I am building an ASP.Net MVC 2 application using jqGrid 3.8.2 to present some data I have stored in a DB. On my page I also have a Google map with a tiled overlay. I have noticed a significant worse performance in loading times of the map and the tile overlay in the application than what I have in other applications that does not use jqGrid. It would be natural with a slow-down if both jqgrid and the map were requesting data at the same time, but when I am zooming/panning the map there are no server requests run by the grid.
After doing some debugging in my code (adding/removing functionality bit by bit) I boiled it down to this: If I configure my jqgrid to use "datatype : local", it brings the performance back in the map!
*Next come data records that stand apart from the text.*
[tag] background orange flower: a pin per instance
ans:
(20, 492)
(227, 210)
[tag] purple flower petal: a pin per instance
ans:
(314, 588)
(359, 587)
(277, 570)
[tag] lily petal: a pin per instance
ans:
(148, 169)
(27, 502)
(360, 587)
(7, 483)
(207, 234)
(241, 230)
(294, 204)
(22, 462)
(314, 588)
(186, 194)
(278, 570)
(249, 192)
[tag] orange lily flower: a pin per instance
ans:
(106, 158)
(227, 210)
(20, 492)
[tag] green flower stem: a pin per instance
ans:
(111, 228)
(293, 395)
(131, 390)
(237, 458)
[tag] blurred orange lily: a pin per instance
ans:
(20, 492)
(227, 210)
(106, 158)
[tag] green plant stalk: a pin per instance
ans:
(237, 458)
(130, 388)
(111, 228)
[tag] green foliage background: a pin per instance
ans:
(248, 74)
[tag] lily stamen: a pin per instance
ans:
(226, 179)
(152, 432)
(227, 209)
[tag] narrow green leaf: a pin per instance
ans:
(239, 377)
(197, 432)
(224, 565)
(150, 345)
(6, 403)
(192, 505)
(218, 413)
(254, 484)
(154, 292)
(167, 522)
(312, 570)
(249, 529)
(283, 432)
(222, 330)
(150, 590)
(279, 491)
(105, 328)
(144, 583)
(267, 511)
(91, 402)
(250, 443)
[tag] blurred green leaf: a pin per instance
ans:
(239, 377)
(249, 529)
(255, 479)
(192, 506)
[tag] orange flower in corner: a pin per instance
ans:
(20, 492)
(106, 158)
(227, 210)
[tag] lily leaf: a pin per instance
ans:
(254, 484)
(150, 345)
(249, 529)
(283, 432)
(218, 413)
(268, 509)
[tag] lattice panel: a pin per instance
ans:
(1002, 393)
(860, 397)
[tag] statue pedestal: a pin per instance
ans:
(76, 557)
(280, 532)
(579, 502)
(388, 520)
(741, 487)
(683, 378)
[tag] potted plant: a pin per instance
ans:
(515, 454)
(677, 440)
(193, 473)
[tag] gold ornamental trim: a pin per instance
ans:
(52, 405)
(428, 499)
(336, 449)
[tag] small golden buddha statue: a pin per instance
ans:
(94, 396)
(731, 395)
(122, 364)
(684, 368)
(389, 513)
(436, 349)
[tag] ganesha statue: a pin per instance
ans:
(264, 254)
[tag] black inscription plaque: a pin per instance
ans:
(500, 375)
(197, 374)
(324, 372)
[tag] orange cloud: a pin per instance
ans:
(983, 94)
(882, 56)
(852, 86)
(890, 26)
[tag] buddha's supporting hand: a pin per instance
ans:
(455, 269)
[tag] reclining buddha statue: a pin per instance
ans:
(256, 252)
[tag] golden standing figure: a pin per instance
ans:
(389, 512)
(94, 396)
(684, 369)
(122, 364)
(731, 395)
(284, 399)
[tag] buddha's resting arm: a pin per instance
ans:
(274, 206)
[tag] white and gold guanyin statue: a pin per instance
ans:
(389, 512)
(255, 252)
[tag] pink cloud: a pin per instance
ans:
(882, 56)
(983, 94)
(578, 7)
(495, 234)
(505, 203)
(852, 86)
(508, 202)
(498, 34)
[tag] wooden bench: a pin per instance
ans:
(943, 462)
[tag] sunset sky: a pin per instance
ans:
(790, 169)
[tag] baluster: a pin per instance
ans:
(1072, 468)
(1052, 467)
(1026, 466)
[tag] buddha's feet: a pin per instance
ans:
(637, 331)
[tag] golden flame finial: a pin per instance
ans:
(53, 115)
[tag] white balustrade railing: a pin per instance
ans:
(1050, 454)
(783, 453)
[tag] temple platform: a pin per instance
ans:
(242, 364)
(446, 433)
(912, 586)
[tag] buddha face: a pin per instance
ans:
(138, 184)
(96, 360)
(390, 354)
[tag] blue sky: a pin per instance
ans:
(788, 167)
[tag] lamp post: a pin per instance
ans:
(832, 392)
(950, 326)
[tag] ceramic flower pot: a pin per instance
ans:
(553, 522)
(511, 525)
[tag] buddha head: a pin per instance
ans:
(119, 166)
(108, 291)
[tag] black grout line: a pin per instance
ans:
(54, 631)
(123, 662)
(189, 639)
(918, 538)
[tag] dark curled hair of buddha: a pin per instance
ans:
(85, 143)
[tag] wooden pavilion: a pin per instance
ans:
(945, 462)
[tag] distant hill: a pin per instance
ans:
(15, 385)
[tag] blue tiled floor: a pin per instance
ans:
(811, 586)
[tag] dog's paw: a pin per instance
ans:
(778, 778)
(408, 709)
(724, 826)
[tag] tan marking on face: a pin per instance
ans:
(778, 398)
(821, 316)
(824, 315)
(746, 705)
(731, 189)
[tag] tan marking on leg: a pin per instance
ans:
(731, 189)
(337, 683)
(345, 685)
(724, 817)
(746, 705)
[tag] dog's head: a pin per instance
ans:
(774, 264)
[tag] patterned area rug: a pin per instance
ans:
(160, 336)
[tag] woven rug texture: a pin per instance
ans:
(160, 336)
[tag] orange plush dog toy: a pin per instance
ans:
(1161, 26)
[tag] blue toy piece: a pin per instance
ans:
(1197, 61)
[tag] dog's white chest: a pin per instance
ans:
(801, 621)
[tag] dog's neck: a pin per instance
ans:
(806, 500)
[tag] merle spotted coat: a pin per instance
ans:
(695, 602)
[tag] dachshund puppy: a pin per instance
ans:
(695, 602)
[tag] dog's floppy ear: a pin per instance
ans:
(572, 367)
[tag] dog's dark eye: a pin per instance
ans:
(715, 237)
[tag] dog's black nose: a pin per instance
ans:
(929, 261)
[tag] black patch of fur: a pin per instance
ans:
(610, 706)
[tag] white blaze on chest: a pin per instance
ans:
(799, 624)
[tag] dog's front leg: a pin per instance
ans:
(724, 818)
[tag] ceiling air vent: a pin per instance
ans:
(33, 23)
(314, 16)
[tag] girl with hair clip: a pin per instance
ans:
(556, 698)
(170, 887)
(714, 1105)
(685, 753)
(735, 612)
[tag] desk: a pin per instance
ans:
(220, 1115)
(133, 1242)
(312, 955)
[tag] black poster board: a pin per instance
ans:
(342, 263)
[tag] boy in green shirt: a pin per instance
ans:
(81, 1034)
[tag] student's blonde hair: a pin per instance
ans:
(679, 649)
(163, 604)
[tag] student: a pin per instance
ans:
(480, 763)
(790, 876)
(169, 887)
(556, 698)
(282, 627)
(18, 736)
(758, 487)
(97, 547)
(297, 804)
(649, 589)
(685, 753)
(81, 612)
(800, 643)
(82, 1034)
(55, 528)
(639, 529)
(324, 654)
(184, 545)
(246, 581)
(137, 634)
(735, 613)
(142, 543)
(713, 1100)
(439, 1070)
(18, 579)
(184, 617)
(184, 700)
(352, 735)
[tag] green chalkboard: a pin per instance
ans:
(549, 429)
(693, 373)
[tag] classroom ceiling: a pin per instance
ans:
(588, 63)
Once I set "datatype: json" and "url : [myAspNetMvcController]" the loading of the map tiles takes a big hit.
My question is: Does anyone know why this happens? It seems that jqGrid is doing stuff continuously in the background even though it has not been asked to fetch any new data. I have breakpoints on the server, so I know that it does not fire requests. As I see it, it must be some jqgrid "magic" that causes the other javascript components on the page to run slowly, and hence causes the requests to be delayed.
It is very important for me to get to the bottom of this, and I really do not want to have to scrap jqGrid, since I really love it.
Will be thankful for all feedback that can point me in the right direction!
16:11

12/11/2010

Found the answer, and it turned out not to be jqgrid that was the bad guy, but the server-side Session store! I used Session as a cache for the grid data, because I needed the filtered data for other purposes than the grid, and wanted to avoid redundant trips to the DB. Once I wrote something to the Session object, the server took a hit and started handling all incoming requests slower (often several seconds!). I have later learned that using the Session object for caching is not advised in most cases, but I still don't know why it would cause nasty side-effects like this. If someone would enlighten me, that would be great! It cannot be an issue of taking up alot of RAM on the server, because the performance dropped just by writing
Session["test"] = "test";
Since I actually needed the data to be cached in a session scope, I solved the problem by instead using the HttpContext.Cache and a session-specific key.